Keeping in touch with social messaging apps

In the last couple of weeks, the conversations I’m having with clients and other social media bods has been dominated by social messaging apps.

Partly fuelled by some of the Facebook F8 announcements, this topic seems to be firmly on the radar of most people – even if they’re not 100% sure what or how to embrace it.

I thought it might be useful to start a list of these apps, with their pro’s, con’s and considerations for brands.

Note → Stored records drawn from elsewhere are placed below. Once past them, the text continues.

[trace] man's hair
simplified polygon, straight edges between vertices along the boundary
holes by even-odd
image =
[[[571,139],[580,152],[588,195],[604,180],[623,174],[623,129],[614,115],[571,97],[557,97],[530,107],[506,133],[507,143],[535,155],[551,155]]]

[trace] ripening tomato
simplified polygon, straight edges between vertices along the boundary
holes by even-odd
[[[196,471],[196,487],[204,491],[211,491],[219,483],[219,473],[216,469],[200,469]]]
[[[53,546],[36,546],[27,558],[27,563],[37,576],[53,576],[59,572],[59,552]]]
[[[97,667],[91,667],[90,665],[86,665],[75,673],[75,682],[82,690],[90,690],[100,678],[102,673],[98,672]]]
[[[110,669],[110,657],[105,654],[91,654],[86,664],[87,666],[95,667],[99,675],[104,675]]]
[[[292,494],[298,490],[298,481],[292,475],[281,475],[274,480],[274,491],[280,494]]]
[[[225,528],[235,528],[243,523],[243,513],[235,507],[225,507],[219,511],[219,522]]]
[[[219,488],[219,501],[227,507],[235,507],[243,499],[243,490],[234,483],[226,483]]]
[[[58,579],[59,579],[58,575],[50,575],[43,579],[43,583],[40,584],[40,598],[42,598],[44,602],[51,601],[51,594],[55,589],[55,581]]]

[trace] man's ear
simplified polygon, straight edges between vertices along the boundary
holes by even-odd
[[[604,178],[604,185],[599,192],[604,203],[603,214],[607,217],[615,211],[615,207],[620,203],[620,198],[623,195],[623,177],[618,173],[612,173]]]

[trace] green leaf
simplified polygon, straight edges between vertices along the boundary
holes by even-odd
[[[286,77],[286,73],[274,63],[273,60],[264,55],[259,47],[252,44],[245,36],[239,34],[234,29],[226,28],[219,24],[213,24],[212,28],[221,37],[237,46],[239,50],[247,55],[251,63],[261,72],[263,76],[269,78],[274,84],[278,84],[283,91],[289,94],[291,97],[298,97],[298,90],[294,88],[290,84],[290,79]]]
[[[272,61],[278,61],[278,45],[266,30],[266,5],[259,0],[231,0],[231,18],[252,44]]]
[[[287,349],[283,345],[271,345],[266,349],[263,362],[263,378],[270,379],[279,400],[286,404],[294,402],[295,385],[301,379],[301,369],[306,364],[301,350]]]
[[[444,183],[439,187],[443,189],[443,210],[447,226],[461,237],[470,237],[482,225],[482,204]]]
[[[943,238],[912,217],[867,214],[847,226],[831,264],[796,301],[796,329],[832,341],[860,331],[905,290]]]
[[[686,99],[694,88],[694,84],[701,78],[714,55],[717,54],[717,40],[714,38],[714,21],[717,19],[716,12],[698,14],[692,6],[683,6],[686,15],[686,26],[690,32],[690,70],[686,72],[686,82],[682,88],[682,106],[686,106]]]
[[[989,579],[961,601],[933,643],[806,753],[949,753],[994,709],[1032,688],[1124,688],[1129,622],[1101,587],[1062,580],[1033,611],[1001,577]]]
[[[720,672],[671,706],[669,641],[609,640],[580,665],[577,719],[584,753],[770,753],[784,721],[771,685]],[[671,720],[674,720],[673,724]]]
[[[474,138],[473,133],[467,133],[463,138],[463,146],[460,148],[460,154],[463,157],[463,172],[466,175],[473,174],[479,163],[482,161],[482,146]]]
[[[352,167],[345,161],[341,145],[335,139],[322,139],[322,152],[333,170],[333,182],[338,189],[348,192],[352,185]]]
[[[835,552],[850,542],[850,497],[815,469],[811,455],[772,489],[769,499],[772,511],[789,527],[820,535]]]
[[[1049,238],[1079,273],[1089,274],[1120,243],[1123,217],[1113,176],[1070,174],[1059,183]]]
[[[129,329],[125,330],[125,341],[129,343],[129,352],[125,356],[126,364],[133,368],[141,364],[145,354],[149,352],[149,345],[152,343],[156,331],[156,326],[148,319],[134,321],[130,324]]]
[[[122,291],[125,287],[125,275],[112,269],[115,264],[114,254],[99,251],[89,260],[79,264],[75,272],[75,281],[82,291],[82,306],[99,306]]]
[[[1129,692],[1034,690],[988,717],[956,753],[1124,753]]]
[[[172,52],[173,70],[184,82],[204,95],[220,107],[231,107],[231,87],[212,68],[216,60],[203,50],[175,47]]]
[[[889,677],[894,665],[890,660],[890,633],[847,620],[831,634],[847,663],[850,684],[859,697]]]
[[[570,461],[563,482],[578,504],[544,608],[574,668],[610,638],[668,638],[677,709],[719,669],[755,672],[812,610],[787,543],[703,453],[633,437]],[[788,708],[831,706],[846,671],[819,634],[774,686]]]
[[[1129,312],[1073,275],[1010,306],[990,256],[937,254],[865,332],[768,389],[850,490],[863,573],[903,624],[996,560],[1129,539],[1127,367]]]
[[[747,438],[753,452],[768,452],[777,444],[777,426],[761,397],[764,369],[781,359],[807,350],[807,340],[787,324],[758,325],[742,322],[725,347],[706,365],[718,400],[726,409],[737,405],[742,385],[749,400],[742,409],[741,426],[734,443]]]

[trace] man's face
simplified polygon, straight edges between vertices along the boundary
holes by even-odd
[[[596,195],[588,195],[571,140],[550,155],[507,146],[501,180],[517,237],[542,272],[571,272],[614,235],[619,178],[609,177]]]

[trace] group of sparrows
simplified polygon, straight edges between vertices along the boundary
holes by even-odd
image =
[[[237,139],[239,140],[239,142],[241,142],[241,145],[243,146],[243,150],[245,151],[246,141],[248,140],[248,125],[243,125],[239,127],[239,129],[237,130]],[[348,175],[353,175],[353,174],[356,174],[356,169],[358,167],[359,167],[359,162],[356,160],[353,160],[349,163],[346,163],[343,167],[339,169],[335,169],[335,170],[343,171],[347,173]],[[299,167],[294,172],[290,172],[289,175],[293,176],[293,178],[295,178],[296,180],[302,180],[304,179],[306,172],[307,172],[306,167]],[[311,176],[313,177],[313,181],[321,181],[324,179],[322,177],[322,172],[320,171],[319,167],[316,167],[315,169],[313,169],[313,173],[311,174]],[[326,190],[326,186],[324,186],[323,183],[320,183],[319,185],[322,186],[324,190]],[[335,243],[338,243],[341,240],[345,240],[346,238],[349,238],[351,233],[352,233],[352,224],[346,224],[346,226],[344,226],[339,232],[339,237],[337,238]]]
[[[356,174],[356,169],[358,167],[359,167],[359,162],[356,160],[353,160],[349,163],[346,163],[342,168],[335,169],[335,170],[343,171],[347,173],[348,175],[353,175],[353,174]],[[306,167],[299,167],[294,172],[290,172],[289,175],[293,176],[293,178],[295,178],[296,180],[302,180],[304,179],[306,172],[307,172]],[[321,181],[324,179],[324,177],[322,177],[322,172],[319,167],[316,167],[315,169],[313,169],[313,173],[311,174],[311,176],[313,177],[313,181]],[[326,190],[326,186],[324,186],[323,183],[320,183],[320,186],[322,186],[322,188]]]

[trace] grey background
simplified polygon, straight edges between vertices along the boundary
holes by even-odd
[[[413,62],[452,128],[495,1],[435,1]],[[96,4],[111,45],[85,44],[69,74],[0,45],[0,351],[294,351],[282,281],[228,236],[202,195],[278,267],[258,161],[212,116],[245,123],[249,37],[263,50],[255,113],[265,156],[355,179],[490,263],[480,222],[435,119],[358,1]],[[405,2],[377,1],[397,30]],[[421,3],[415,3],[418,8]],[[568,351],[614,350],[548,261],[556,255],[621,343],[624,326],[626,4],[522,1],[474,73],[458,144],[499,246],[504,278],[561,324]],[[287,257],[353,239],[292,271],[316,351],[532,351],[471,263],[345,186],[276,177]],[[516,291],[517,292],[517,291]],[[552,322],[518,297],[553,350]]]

At this stage please note this is still a work-in-progress! Please feel free to add others into the comments below.

Facebook Messenger

  • What: With most people signed up to Facebook, it means they’ll automatically be using Facebook Messenger if they choose to send messages to each other. So that’s a lot of people who are using the tool.
  • Notably the Messenger element has been carved off as its own separate app, so users can go straight into these conversations directly on their mobile device. Viewing this part of Facebook as a separate tool is also useful for consumers in terms of managing the volume of notifications they’re bombarded with.
  • Opportunity for brands: Facebook recently announced some interesting developments for brands:
    • First off brands will be able to centralise all of the communication they have with a customer about, for example, the progress of an order (rather than SMS, emails). And from a practical perspective these can be managed through a chat tool (like Zendesk) to give it some structure and organisation.
    • It will soon enable users to send money to each other, opening up the way in due course for commerce through the platform.

WhatsApp

  • What: One of the most widely used, super simple messaging apps (owned by Facebook).
  • Opportunity for brands: The design isn’t really build for brands, so it’s a slightly clunky experience for a business to get a user setup to be in a WhatsApp group. Saying that it can be a rich(ard III) experience if done well (The BBC used it to share updates on the Richard III reburial story.

Path Talk

  • What: this lesser known social network has extended it’s service by spinning off a new messaging app.
  • Opportunity for brands: Targeted squarely at helping customers get realtime chat help, the interface allows customers to ask a question about a specific business, and the Path team will respond in around 5 minutes. What they actually do is call up the business in question, get the answer and message you back. Not much work for the business to to, but tricky to see how this one will scale for Path.

WeChat

  • What: The largest standalone messaging app.
  • Opportunity for brands: Brands are still figuring out how best to use the tool, but behind the scenes commentary, as an example by Burberry, is looking to build on the huge opportunity of the large user base.

SnapChat

  • What: Snapchat has seen huge growth in the last 12 months, with many touting is as becoming the channel of choice for the teen audience.
  • Opportunity for brands: From a brand perspective, it’s a slightly tricky proposition, given the disappearing nature of content that’s published. In the most part, I think brands are still trying to get their heads around how best to use the platform.
  • It’s often hard enough for senior management to understand the nuances of “established” social networks like Facebook, so SnapChat takes that lack of ability to empathise to a whole different level.
  • SnapChat also has a Discover tab, which houses little sections of content from brands like the Daily Mail and Cosmopolitan. This certainly isn’t very chatty – it’s simple embedding branded content in a popular space.

FireChat

  • What: Again, this is a little left-field, but interesting all the same. This technology enables smartphones to communicate with each other via Bluetooth or WiFi to chat using wireless mesh networking (fancy).
  • Opportunity for brands: nothing really stands out.

Twitter Group Direct Messages

  • What: being able to use direct messages on Twitter, but with groups of people instead of just one-to-one. It’s interesting to see how Twitter are responding in this space.
  • Opportunity for brands: people are used to following brands, and communicating with them there. Direct messages are usually used for customer service queries, so receiving a marketing based message from a brand might feel a bit odd if done in the wrong way. Saying that, what a great way to be able to have an intimate interaction with a small group of customers about a specific topic, perhaps a nice reward for their brand loyalty.

So, a simple question – which one is your favourite, and why?